Thinner and lighter laptops such as MacBook Air and Dell’s Vostro V130 now come with SSDs, and more PC makers are offering them as an alternative to hard drives. SSDs are considered smaller, faster and more power-efficient than hard drives. Hewlett-Packard and Dell have measured longer battery life in new laptops with SSDs than configurations with hard drives.
As of today, an Intel 160GB X25-M Mainstream SSD is priced starting at $409 on Best Buy’s Web site, while a Kingston 64GB SSDNow is priced at around $120.
Prices for SSDs, a type of NAND flash memory, will decline as consumers demand more storage capacity on devices, Gartner said.
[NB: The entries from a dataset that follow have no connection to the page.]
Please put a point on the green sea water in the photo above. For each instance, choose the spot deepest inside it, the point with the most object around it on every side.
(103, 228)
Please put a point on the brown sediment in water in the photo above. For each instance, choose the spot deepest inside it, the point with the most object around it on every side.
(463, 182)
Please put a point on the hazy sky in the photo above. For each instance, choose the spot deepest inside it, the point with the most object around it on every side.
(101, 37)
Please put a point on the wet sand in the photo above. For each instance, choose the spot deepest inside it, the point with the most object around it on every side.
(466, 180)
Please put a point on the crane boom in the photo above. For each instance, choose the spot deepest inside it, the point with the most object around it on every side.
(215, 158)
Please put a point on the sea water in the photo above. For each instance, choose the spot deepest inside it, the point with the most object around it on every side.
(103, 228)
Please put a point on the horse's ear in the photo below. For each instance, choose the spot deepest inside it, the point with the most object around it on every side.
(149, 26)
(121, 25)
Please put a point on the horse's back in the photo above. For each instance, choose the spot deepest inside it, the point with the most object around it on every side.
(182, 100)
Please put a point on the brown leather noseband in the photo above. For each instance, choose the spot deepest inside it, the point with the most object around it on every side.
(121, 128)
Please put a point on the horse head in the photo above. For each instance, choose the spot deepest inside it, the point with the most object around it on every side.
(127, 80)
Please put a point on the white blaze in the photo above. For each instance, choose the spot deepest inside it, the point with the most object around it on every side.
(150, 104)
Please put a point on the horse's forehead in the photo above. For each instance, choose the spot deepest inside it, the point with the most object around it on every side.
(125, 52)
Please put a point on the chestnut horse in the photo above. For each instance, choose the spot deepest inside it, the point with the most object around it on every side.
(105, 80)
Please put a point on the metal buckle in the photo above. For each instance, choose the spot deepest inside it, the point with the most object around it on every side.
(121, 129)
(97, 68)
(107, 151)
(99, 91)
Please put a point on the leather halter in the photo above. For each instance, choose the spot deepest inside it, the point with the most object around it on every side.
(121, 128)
The average selling price of NAND flash is expected to decline by 30 percent this year, and by another 36 percent from 2011 to 2012.
Prices are also expected to fall as manufacturers add capacity to meet the increasing demand for NAND flash, Gartner said. NAND flash demand has spiked due to a growing interest in devices like tablets.
SSDs this year stored a relatively small portion of the data stashed in NAND flash compared to flash cards and USB drives, which represented 38 percent of the NAND bit consumption, Gartner said. By comparison, SSDs represented 7.9 percent of bit consumption in 2010, with the bulk coming in the mainstream market. By 2012, the bit consumption for SSDs is expected to grow to 15.9 percent, Gartner said.
By 2012, solid-state drives will continue to absorb a larger portion of the manufacturing capacity in factories, Gartner said in a research note issued this week.
The global recession slowed down the NAND flash market in 2008, when manufacturers were forced to reduce utilization rates in the wake of slow demand for products. But recovery started in late 2009 as demand for products such as PCs and consumer electronics stabilized, which led to growth in demand for NAND flash products.